Functional and Biochemical Analysis of a Sodium Channel β1 Subunit Mutation Responsible for Generalized Epilepsy with Febrile Seizures Plus Type 1

Abstract

Generalized epilepsy with febrile seizures plus type 1 is an inherited human epileptic syndrome, associated with a cysteine-to-tryptophan (C121W) mutation in the extracellular immunoglobin domain of the auxiliary β1 subunit of the voltage-gated sodium channel. The mutation disrupts β1 function, but how this leads to epilepsy is not understood. In this study, we make several observations that may be relevant for understanding why this β1 mutation results in seizures. First, using electrophysiological recordings from mammalian cell lines, coexpressing sodium channel α subunits and either wild-type β1 or C121Wβ1, we show that loss of β1 functional modulation, caused by the C121W mutation, leads to increased sodium channel availability at hyperpolarized membrane potentials and reduced sodium channel rundown during high-frequency channel activity, compared with channels coexpressed with wild-type β1. In contrast, neither wild-type β1 nor C121Wβ1 significantly affected sodium current time course or the voltage dependence of channel activation.

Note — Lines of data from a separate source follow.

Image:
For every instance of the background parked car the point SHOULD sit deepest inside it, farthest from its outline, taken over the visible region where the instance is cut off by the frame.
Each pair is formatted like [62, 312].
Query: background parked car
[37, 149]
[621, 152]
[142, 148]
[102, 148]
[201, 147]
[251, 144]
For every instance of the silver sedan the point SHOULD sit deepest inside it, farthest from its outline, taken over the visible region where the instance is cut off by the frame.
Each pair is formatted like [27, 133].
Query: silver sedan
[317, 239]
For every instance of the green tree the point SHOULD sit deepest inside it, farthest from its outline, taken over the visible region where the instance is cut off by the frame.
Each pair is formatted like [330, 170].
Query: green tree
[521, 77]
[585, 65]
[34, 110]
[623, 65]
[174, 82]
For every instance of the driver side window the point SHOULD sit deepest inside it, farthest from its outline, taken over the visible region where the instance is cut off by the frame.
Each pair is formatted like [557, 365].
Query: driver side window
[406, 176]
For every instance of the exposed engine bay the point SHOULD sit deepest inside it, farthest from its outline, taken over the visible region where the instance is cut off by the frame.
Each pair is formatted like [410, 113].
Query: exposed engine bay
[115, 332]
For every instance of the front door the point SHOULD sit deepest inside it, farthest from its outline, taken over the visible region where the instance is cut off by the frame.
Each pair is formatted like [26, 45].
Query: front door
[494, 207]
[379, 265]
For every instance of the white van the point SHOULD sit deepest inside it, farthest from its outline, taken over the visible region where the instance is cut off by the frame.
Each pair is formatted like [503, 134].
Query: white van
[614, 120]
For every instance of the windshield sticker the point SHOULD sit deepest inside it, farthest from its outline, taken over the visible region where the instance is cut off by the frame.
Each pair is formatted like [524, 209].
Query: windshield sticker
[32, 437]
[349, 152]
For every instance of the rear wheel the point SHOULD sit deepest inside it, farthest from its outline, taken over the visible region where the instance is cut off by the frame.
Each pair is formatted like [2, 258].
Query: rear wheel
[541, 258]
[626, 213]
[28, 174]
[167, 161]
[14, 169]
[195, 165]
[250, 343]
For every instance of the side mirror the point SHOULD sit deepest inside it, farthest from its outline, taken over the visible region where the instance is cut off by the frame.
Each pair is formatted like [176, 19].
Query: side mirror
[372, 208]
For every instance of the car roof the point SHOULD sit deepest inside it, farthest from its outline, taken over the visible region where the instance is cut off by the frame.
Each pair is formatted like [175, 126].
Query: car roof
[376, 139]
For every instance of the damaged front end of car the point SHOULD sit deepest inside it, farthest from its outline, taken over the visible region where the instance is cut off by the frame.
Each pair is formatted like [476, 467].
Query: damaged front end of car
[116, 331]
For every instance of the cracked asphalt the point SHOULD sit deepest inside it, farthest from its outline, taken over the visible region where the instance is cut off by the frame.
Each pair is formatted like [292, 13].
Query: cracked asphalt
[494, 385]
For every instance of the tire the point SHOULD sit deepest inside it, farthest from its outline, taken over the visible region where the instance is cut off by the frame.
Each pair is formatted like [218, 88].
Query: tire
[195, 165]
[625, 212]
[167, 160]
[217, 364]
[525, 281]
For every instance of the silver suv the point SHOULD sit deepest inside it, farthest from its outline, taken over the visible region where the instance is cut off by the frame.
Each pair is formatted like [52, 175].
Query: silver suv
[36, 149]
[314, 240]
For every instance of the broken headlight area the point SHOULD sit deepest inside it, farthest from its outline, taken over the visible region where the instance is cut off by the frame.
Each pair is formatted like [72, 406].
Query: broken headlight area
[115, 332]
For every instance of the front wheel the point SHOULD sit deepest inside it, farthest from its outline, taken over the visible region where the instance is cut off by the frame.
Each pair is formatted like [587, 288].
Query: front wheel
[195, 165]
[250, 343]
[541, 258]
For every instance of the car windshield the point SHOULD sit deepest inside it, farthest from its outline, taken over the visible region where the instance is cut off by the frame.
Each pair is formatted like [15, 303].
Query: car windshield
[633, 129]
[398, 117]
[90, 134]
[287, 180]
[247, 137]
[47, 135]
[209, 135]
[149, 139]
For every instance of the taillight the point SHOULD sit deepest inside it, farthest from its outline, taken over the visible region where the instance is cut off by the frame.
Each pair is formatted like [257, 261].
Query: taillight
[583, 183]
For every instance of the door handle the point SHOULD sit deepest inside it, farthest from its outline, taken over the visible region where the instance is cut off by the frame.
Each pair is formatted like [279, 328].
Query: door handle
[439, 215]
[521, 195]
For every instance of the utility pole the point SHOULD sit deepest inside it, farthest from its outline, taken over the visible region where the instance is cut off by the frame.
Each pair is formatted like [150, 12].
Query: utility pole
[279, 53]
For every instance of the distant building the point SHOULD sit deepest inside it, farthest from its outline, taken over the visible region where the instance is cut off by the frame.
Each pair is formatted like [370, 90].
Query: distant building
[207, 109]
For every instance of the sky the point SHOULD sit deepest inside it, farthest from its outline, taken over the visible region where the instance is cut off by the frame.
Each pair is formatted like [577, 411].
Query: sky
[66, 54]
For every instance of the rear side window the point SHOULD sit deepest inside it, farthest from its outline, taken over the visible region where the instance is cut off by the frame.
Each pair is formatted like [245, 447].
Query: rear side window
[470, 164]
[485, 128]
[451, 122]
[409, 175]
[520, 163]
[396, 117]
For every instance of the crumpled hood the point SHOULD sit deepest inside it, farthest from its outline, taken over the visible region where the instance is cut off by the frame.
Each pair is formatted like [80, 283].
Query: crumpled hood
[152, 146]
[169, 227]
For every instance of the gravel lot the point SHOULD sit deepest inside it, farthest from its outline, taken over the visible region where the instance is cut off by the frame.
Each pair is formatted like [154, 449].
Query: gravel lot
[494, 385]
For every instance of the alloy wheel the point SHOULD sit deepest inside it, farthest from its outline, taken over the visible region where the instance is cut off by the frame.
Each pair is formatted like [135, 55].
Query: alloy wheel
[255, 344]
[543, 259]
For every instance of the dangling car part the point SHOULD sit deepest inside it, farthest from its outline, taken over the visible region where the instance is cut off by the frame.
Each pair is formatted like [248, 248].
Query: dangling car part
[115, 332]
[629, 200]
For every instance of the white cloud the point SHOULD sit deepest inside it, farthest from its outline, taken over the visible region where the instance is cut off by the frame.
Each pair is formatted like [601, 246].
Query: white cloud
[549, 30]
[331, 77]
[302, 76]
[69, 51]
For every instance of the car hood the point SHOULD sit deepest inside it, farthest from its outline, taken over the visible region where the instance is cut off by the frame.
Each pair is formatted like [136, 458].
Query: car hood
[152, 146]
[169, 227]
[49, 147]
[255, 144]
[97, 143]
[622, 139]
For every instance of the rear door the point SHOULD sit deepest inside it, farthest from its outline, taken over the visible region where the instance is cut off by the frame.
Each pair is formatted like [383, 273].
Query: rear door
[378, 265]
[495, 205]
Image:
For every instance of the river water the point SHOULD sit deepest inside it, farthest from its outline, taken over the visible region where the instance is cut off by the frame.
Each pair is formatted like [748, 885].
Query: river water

We also show, using a Drosophila S2 cell adhesion assay, that the C121W mutation disrupts β1–β1 homophilic cell adhesion, suggesting that the mutation may alter the ability of β1 to mediate protein–protein interactions critical for sodium channel localization. Finally, we demonstrate that neither functional modulation nor cell adhesion mediated by wild-type β1 is occluded by coexpression of C121Wβ1, arguing against the idea that the mutant β1 acts as a dominant-negative subunit. Together, these data suggest that C121Wβ1 causes subtle effects on channel function and subcellular distribution that bias neurons toward hyperexcitabity and epileptogenesis.